Now, let's spend a little more time discussing each of these sections in more detail.

YAML Section

In our default YAML, we already have a title and output specified. There are other arguments you can add here, such as author or date. Let’s add the author argument to test it out.

Try knitting your file again. Now you should see your name appear under the title.

---
title: "My Rmarkdown Script"
output: html_document
author: Jenny Sloane 
---

Note: It’s important to pay attention to spacing here. For example, if I had author:Jenny Sloane without the space I would have issues with knitting my document.

R Chunks

We already have a few chunks created for us in our template. In any code chunk, you’ll see a few buttons in the top right corner: an options/gear button and 2 arrows.

  • The gear button allows you to modify chunk options (I don’t think I’ve ever used this).
  • Next to the gear button, there’s an arrow pointing down, which if you click it will run all of the chunks above the current chunk.
  • Finally, the green arrow pointing to the right will run all of the code within that current chunk.

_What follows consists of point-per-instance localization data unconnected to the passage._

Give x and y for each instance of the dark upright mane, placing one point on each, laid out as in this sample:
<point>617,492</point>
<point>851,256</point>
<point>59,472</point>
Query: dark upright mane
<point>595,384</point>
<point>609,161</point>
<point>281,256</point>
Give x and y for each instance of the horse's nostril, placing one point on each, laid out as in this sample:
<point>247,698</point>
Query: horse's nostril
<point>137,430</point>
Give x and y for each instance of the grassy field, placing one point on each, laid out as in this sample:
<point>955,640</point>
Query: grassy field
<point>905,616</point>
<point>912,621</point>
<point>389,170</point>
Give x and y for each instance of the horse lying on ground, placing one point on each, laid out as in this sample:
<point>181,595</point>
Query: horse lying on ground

Of course you can also run your code line by line the same way as we did in the .R scripts (I usually navigate to the chunk I want to work on, press the arrow pointing down, and then run my code line by line by pressing ctrl + enter).

R chunks have certain options you can set. For example, if you want the actual code to appear in your knitted document, you can set echo=TRUE and if you only want the output to appear and no code you can set echo=FALSE. Other chunk options that I often use are: include, warning, message, and eval.

The first chunk you see in the template is a little bit different. While this chunk is not necessary and you can remove it if you’d like, this is where you can set global chunk options. For example, you can see echo is set to TRUE here, so this means all of the code will appear in your knitted document. You can override the global chunk settings by directly adjusting the options in any specific chunk.

As a small aside, you may have noticed next to the r in the example chunk above it says “pressure”. This is where you can set a “name” for you chunk, so it makes sense that this chunk is called pressure as it’s plotting pressure. This is just another way to help keep your code and report organized.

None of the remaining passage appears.